I was so excited to have a Mexican Lasagna recipe using things I have already made. I make salsa verde on a regular basis as well as crockpot carnitas aka shredded pork. I combine them to make tacos, but with this Mexican Lasagna I have a whole other use for both. This Tex-Mex recipe is so delicious!
1- 2 pounds shredded pork (recipe below)
1 or 2 cans hominy, drained
Salsa Verde (recipe below)
2 limes or 4 tbsp lime juice
2 tablespoons honey
1 package large flour tortillas
1 pound CoJack cheese, shredded
Place oven rack in middle of oven and turn on the broiler or place oven on 400 degrees F.
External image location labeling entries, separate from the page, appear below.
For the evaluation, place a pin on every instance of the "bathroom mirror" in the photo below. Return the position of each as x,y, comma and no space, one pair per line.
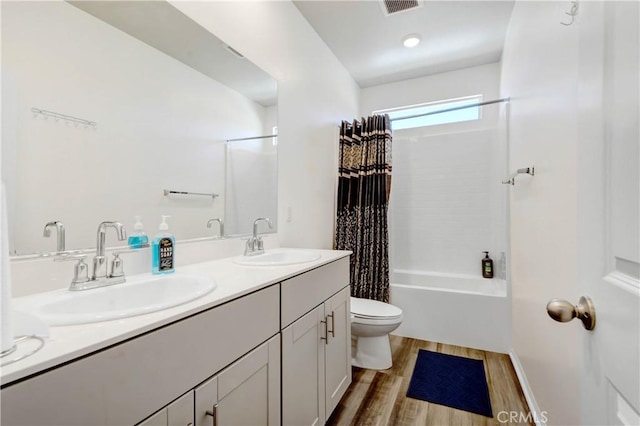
117,109
252,182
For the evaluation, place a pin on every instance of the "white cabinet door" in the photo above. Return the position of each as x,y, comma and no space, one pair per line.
180,412
337,349
303,370
245,393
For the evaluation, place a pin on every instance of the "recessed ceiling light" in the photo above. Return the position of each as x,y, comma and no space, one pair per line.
411,40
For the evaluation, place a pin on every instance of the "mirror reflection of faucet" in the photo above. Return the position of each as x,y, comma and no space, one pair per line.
59,226
255,245
100,277
220,225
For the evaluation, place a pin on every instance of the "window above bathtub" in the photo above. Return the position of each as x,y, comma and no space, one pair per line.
421,114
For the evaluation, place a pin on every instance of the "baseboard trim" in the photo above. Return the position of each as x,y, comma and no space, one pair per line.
539,417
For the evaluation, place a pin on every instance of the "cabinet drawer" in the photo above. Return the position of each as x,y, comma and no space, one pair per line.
302,293
124,384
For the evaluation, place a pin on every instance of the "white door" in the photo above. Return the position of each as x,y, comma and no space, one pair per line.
608,210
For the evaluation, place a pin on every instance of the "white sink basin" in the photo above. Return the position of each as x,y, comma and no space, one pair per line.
138,296
278,257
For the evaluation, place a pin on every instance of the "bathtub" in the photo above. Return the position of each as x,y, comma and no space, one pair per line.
457,309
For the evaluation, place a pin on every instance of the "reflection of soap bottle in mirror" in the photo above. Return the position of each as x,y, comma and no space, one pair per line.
487,266
138,239
163,250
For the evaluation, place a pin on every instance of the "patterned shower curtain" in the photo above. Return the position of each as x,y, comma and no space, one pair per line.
363,200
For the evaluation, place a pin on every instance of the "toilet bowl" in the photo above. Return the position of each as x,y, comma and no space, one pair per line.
371,323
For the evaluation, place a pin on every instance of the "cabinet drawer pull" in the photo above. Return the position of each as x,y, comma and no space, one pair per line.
333,324
326,331
214,414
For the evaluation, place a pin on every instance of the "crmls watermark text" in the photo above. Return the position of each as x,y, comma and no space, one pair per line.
521,417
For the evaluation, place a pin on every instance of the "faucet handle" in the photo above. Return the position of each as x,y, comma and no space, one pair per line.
80,272
117,267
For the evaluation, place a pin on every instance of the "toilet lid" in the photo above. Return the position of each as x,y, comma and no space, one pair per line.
365,308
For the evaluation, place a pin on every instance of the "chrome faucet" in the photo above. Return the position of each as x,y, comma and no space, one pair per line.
99,278
59,226
100,259
220,223
255,245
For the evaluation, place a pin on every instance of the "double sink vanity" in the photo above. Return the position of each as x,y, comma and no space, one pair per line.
250,340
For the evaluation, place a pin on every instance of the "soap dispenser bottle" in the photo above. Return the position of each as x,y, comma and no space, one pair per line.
487,266
162,250
139,238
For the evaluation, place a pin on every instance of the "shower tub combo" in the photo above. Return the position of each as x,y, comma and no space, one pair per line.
463,310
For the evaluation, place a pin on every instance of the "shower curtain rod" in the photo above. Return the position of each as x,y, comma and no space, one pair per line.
495,101
252,138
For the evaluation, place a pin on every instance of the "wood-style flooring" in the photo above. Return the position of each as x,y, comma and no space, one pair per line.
379,397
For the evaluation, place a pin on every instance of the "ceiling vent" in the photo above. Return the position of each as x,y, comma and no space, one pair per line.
391,7
233,51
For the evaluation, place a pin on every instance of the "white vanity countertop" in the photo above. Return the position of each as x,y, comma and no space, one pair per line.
66,343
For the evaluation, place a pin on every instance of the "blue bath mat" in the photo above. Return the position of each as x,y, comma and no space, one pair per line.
452,381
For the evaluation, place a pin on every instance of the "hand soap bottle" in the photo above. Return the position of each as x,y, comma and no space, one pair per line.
487,266
139,238
162,250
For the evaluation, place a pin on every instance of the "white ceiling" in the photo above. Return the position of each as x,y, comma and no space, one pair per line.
455,35
162,26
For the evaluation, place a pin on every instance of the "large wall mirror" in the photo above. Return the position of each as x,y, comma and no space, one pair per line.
116,109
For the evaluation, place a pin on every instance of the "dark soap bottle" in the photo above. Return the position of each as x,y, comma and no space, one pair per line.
487,266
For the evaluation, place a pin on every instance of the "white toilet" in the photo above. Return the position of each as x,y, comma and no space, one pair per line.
371,323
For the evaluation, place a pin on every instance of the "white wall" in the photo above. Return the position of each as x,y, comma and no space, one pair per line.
315,93
159,126
539,74
252,185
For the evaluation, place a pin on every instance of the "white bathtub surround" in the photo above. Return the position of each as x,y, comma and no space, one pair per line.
6,327
456,309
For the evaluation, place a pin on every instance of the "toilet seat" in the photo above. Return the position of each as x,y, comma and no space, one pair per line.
371,310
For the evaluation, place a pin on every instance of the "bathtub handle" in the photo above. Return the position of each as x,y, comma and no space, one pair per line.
333,324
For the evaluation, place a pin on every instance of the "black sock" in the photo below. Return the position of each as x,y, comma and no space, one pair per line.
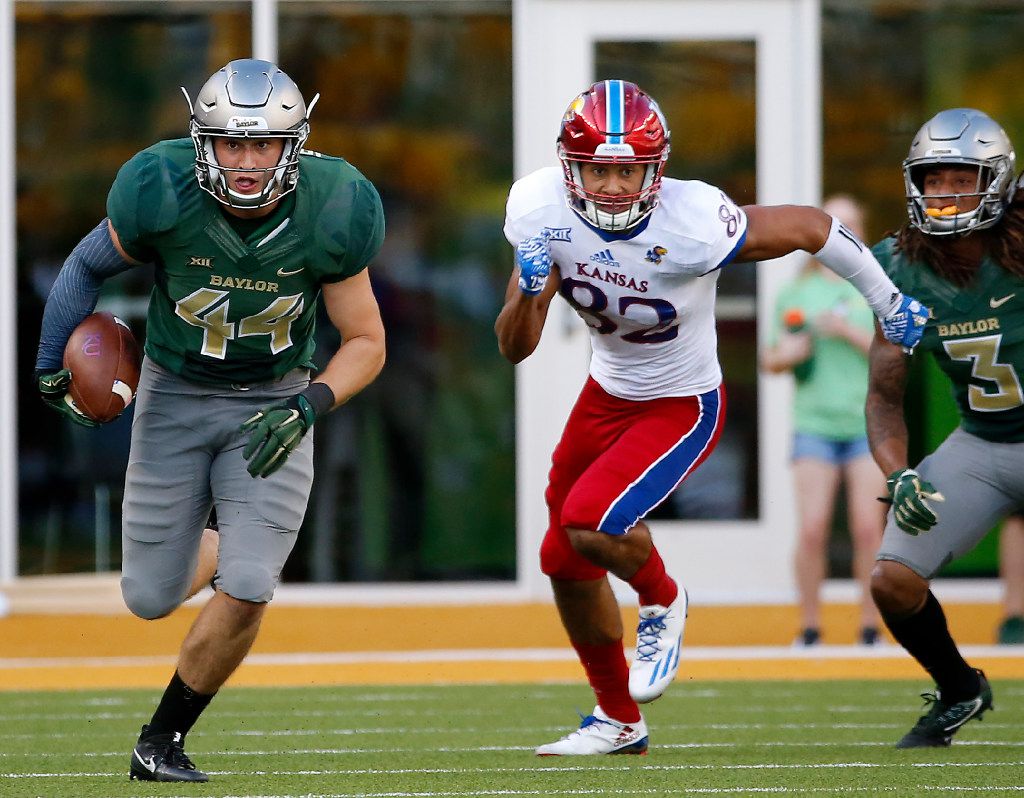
926,637
178,709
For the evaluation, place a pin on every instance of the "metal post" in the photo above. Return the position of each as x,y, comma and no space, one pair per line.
101,496
265,30
8,311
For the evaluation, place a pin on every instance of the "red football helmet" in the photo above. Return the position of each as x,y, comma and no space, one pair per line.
614,122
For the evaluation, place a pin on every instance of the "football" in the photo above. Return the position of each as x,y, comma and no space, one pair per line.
103,360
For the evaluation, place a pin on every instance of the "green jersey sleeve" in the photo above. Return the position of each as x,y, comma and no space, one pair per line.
143,201
349,227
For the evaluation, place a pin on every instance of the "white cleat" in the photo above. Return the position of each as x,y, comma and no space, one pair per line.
659,636
600,735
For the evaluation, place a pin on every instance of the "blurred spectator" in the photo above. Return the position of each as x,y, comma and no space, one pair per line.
822,332
1011,630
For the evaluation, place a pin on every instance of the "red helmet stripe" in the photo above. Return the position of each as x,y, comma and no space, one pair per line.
614,111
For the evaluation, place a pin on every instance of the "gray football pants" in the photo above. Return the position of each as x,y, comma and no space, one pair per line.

Cook pork in a crockpot. (Directions below)
Pit and scoop the avocado flesh into the processor, add the lime zest and juice. Add the honey, puree until smooth and season with a little salt. Stir the avocado mixture into the salsa verde.
In a baking dish layer sauce, tortilla, meat and hominy, cheese, tortilla, sauce, meat and hominy, cheese, etc. End with a layer of tortilla, sauce and finally cheese. Place baking dish in the oven and bake for 4 to 5 minutes until bubbly and cheese is brown.
Serve hot with sour cream.
Salsa Verde Recipe
10 – 12 medium to large tomatillos
2 jalapeños (3 or more depending on how much spice you like.)
1/2 an onion
1/2 cup cilantro
1 tsp cumin
1/2 tsp pepper
1 TBSP chicken seasoning
Peel the husk off the tomatillos and wash thoroughly. Boil the tomatillos, jalapeños with stems removed, and onion until soft. Once the tomatillos, jalapeños, and onion are soft, remove them from the water and put into a blender. Add cilantro, cumin, pepper, and chicken seasoning and blend well. Salt and pepper to taste.
3 lbs or more pork loin
1 tbsp bay leaves
1 tbsp ground cumin
1 tbsp salt
1 tbsp pepper
1 tbsp Knorr chicken seasoning
1 cup water
Place water in the bottom of the crockpot, then lay pork loin in. Top pork with all the seasonings and cook 4 – 6 hours on high. When the pork is done cooking, shred with two forks. You will know it is done when it shreds easily.